At the end of the 20^th century we face a world-wide rapid increase in pathogenic bacteria which are multi-resistant to antibiotics. This alarming situation has its origin in the excessive and often inappropriate use of antibiotics in human and animal health care for the treatment and prevention of bacterial infections. Since the development of the first commercially available antibiotic penicillin in the 1940s, the high expectations by man in the healing power of these "wonder drugs" has not been fulfilled, as resistance - which is not a new problem - is a vital part of the survival strategy of bacteria. Some stategies for the containment of antimicrobial resistance are discussed, of which the continuous research and development of new classes of antibiotics with novel mechanisms of action, the topic of this book, and the awareness of a more sophisticated and prudent use of antibiotics are the most important ones.

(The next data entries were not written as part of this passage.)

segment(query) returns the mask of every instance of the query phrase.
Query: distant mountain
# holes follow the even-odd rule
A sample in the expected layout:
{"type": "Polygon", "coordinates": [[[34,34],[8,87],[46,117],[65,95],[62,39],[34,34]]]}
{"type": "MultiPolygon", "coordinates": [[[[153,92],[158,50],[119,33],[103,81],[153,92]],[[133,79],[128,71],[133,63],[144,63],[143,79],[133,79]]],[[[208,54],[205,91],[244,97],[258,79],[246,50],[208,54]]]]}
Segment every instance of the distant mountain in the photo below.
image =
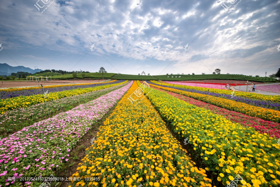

Chapter 2. Origins and Evolution of Antibiotic and Multiple Antibiotic Resistance in Bacteria

Ruth M. Hall and Christina M. Collis

Abstract

The selective pressure of antibiotic use has brought to prominance strains of many important pathogens that are resistant to more than one antibiotic. Acquisition of antibiotic resistance genes is the predominant factor in the emergence, evolution and spread of multiply antibiotic resistant bacteria. Two processes are important. Horizontal gene transfer enables genes to move from one bacterium to another, and translocation enables them to move from a location on one DNA molecule to another. The accumulation of genes conferring resistance to different antibiotics on the same horizontal gene transfer vehicle leads to the ability to simultaneously transfer multiple antibiotic resistance determinants to further bacterial strains, species or genera. Since genes for toxins and other pathogenicity and virulence determinants, genes conferring resistance to heavy metals and many others use the same highways and byways, the emergence of antibiotic resistance cannot be viewed in isolation from many other selective forces.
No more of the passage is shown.